Fig. 3. — Cluster differences in the abundance of signaling proteins that regulate ribosome biogenesis. Representative immunoblots are shown in C. *Significantly different from previous time point (P < 0.05).

Robust hypertrophy and rRNA accumulation are associated with myonuclear addition.

There were no cluster differences in the baseline number of myonuclei per type II fiber, nor the baseline myonuclear domain (type II fiber CSA divided by myonuclei per fiber). Both Mod and Xtr significantly increased myonuclear domain from week 0 to week 4 (+19 and +40%, respectively, both P < 0.01; data not shown). Post hoc analysis of a cluster × time interaction effect revealed that only Xtr significantly increased the number of myonuclei per type II fiber (+32%, P < 0.01; Fig. 4).
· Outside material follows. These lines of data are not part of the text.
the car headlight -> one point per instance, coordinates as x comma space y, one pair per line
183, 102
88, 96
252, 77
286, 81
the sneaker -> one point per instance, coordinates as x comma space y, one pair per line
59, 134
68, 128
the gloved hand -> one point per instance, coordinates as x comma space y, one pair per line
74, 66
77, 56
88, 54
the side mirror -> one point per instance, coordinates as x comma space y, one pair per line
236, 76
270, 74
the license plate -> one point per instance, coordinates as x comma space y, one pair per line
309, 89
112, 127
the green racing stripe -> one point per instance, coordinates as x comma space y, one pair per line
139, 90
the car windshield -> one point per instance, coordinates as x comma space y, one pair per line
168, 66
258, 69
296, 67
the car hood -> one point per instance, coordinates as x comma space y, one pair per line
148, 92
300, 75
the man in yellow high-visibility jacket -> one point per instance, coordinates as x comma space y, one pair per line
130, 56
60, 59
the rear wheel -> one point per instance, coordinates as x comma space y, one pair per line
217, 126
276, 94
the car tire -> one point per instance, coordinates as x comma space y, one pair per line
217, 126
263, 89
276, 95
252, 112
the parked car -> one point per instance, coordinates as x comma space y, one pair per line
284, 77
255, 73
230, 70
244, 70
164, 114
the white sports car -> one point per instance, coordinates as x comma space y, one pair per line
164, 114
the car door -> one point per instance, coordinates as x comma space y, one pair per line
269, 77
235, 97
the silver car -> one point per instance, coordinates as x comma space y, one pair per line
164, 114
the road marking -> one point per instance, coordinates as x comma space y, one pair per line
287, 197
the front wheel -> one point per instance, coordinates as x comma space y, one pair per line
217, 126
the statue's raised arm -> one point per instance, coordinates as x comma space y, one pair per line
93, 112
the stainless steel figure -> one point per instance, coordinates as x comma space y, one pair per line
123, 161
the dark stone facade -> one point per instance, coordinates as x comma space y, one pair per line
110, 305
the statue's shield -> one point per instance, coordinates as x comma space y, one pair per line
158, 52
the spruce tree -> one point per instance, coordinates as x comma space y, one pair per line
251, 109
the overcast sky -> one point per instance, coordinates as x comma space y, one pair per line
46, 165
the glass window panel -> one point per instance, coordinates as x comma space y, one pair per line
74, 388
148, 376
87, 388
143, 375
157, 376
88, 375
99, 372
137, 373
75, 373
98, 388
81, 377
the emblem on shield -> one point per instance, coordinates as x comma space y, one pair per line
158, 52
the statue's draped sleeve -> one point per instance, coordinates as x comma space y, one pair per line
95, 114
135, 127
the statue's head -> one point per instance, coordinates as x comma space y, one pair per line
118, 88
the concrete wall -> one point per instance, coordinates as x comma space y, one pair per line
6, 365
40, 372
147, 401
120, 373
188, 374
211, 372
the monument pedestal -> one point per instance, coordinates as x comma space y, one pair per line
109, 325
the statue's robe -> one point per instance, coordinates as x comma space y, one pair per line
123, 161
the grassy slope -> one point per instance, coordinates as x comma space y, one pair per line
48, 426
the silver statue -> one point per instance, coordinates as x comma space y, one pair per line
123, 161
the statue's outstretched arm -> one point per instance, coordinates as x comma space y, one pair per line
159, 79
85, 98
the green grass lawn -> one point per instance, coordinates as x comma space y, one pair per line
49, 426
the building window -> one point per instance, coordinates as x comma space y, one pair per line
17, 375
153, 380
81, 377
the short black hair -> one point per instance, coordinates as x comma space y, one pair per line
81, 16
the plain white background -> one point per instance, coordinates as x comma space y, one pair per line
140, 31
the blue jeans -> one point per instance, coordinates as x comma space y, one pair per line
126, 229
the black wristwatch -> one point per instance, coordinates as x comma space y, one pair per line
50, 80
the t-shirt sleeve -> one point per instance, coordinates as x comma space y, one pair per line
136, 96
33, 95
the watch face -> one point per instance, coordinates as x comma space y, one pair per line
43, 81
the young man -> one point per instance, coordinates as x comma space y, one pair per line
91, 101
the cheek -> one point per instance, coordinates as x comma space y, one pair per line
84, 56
Fig. 4. — Cluster differences in type II myofiber myonuclear addition from pre- to post-RT. A: representative ×20 immunohistochemical images [nuclei labeled with 4′,6-diamidino-2-phenylindole (DAPI)]. B: average no. of myonuclei per type II myofiber within each responder cluser before resistance training (wk0) and posttraining (wk4). *Significantly different from previous time point (P < 0.05). Non, nonresponder; Mod, modest responder; Xtr, extreme responder.

Pol I inhibition blunts growth factor-induced myotube hypertrophy.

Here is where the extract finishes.